Впереди, в одном из боковых приделов, раздался шум голосов. Карлос, решив, что нашли Очкарика, пошёл туда, мягко наступая на каменные плиты. Он и сам не понимал, что с ним происходит. Вернее, не хотел понимать. Потому что получалось, что он, мачо, вдруг поплыл от женской сиськи, правда, очень большой, светящейся, наполненной неизвестной силой, но всё же… И, обманули его или нет, он, переполненный благоговением, чувствовал странную родственную причастность к обитавшей здесь, в этом соборе, стародавней тайне. Во рту снова возник покаянный вкус деревянной статуэтки, но теперь он был сладковатым и мягким, как примирительный материнский подзатыльник… «Сам себя дурю», — почему-то обрадовавшись, подумал Карлос, — ну точно как дурачок Хозе!

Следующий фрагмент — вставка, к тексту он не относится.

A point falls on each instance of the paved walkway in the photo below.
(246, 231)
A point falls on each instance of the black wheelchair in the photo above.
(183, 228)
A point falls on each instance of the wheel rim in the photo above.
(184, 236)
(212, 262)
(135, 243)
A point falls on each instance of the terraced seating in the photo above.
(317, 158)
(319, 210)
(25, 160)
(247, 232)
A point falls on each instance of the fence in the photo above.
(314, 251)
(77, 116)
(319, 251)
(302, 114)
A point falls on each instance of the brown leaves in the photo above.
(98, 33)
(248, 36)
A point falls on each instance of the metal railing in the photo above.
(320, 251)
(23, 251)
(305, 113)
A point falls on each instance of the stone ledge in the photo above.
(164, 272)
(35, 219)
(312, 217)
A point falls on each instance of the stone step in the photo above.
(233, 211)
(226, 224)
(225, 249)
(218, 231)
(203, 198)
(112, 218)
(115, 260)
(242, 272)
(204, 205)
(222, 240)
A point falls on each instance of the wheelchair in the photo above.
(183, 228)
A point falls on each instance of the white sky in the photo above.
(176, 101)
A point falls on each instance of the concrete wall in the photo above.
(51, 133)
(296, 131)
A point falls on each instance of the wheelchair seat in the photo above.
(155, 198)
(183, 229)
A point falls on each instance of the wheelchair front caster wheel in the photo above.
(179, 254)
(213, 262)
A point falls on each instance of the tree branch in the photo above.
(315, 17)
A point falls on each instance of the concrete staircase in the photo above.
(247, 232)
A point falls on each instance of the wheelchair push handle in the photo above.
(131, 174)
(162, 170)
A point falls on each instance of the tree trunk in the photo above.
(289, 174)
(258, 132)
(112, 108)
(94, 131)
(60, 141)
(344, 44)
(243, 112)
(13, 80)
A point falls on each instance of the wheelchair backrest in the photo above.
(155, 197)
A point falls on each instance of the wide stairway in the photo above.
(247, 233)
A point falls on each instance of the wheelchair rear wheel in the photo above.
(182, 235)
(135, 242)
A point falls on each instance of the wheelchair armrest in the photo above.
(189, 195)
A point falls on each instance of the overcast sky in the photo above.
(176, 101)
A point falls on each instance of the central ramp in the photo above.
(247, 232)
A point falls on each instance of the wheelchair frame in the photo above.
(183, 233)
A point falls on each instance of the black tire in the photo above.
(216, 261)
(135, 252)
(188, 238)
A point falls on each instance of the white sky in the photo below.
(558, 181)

В боковом приделе было немного светлее благодаря высокому узкому окну с бледным витражом. Карлос увидел старика, гордо сложившего руки на животе, и Маленькую женщину, застывшую в нелепой позе, как будто на краю неожиданной попасти. Заметив Карлоса, старик хихикнул и заговорщицки ему подмигнул:
— Я говорить, объяснять… Теперь она не верить! Эта Америка портить нашу кровь! Тьфу! Дерьмо стала, а не кровь! О, я знаю про кровь! Ну, — старик обратился к женщине и слегка подтолкнул её локтем, — ещё нужно доказательств? Смотри ещё!

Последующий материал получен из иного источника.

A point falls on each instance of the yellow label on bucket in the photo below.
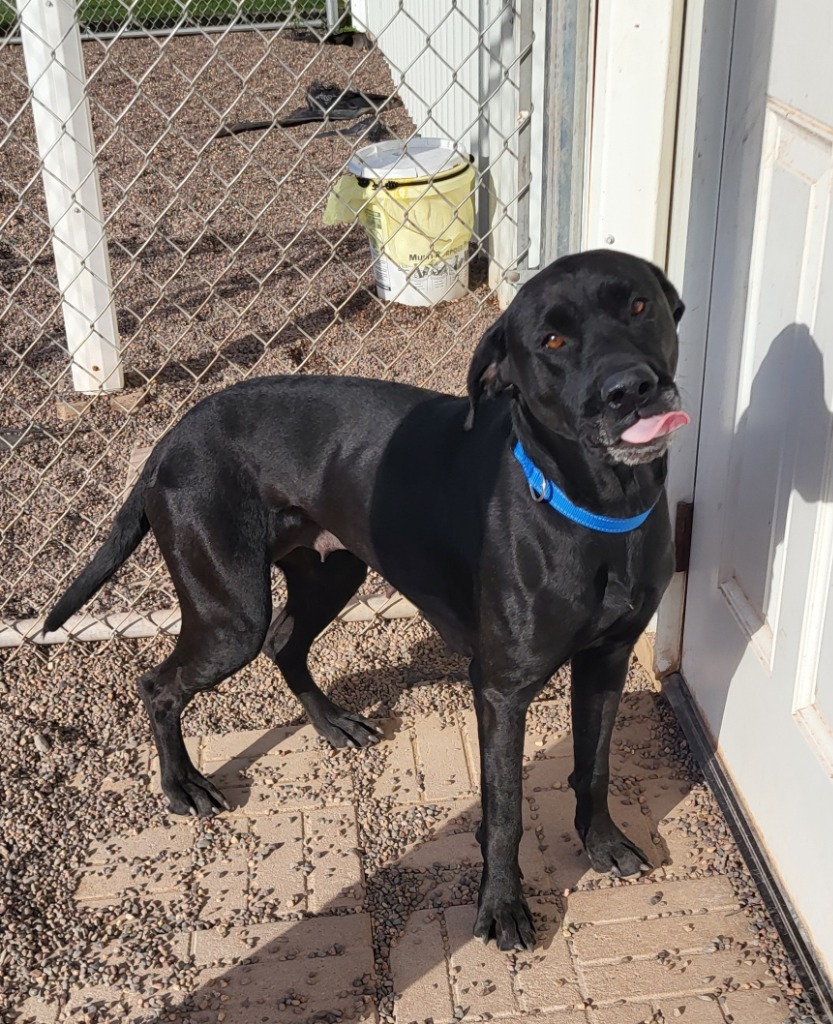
(423, 221)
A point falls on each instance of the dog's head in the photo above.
(590, 347)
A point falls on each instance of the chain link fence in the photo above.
(172, 259)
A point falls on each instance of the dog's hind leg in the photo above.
(225, 602)
(317, 591)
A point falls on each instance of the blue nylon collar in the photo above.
(545, 491)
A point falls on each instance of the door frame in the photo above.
(701, 128)
(708, 37)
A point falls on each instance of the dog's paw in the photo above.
(343, 728)
(507, 921)
(612, 852)
(194, 795)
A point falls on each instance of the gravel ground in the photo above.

Маленькая женщина замотала головой и умоляюще взглянула на Карлоса. Он подошел поближе. Старик у них за спиной фыркнул и забормотал, что это штука древняя, четырнадцатого века или раньше, и тогда они знали, что делали… о да, знали! На них можно положиться, понятно? Карлос не понимал, о чём тот говорил, он смотрел на Маленькую женщину, в её глаза, ещё недавно чётко очерченные и жёсткие, а сейчас ставшие похожими на мягкие восковые шарики. Проследив за направлением её взгляда, Карлос медленно обернулся и увидел глубокую узкую нишу, хитро освещенную невидимыми фонарями. В нише, на подставке, стояли три очень старых деревянных креста. Из-за недостатка места кресты были расположены один за другим, но так, чтобы распятые были видны стоящим у окна. Жёлтые лучи бесцеремонно били прямо в глаза повисшему на худых руках деревянному Иисусу, оставляя мутными лица разбойников на дальних крестах. Карлос не помнил, как их звали. Он и знал-то об их существовании только потому, что иногда после нудного воскресного чтения Евангелия злил мать вопросами о том, почему каких-то бандитов распяли вместе с Божьим сыном. Получается, что быть бандитом не так уж позорно? Мать сердилась и кричала на него… Ну это ладно, а при чем тут Очкарик?